Afortunadamente, nos hemos asegurado el tiro posterior con Masaaki Yuasa ya que, incluso en sus propuestas menos lucidas, siempre se puede apreciar el talento innato del japonés para la animación. Este año presenta (además de recibir premio) Inu-Oh, que triunfó a su paso por las Nits de Cinema Oriental de Vic. Ambientada en el siglo XIV, Yuasa recurre a la tradición nipona para retrotraerse a los inicios del teatro noh e imagina la escena del mundo del espectáculo por aquel entonces. Con la particularidad de que, teniendo en cuenta que se desconocen exactamente cómo sonaban las músicas o qué tipo de entretenimientos desplegaban los artistas hace 600 años, para hacerlo usa a fondo el recurso del anacronismo. Y comienza así a lanzar como un descosido juegos imposibles de luces, acrobacias a lo Cirque du Soleil y música rock. La historia no tiene gran novedad, pero la frescura que aporta esa apuesta eclecticista e irreverente dota a Inu-Oh de una fuerte energía. Y si bien las composiciones musicales no están para nada a la altura del apartado visual y la vertiente experimental del director queda ya lejos de su seminal Mind Game (2004) e incluso de la arrebatadora Night is short, Walk on girl (2017), sigue enamorando con su parte más creativa (sin ir más lejos, la bellísima forma que tiene de representar la no-visión de un ciego) y juega con la misma estructura de la película, para acabar transformándola en un musical puro y duro en su segunda mitad. Inu-Oh chocará al profano, pero seguramente éste se sentirá a la vez extrañamente atraído por un mundo donde la plasticidad de las figuras y las espontáneas abstracciones de fondos y formas crean una nueva esencia de realidad, vibrante, exagerada y llena de vida como ninguna otra.

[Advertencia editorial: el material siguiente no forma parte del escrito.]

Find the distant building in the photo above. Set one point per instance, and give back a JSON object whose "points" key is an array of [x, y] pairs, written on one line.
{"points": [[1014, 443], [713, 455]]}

Y para cerrar el círculo, volvemos a lo clásico y al cine Prado, con una remasterización de Gandahar, los años luz (1988), una animación de René Laloux que bebe fuertemente de la estética Métal hurlant, de Moebius y de no sabemos qué más referentes de la ciencia-ficción fantástica de los setenta y ochenta (sin ir más lejos, la película se basa en una novela del escritor Jean-Pierre Andrevon). Gandahar es en definitiva una aventura clásica con todas las de la ley, pero ambientada en un planeta lejano, lleno de criaturas y plantas exhuberantes que le otorgan una magia especial. Donde se mezclan las gotas de erotismo típicas del momento con una cierta inocencia perdida, donde no hay vergüenza por explicar historias sencillas mezclando elementos de aquí y allá y donde, de repente, tal vez gracias a esa falta de complejos, por el camino se encuentran cantidad de hallazgos visuales e incluso se llega a algunos lugares con más enjundia metafísica de la que cabría esperar. Lo que tiene de mecánica en ocasiones la animación de Gandahar, lo compensa con una sorprendente fluidez y con esos diseños y colores que para el aficionado son una fuente directa de serotonina. Uno sale del cine queriendo enfrentarse a Metamorphe y a ese ejército de máquinas que parecen un trasunto de los Cybermen de Dr. Who, volar en animales imposibles y enamorarse de una humanoide bella como una sirena, tal y como señala el protagonista Sylvain. Lo que nos queda, en cualquier caso, es irnos de birras, celebrar que hemos asistido un año más al Festival de Sitges y olvidar, por un momento, en las horas de escritura que nos quedan por delante hasta que completemos las correspondientes crónicas… Y en ese punto estamos ahora. Hasta la próxima edición, que el fantástico nos acompañe.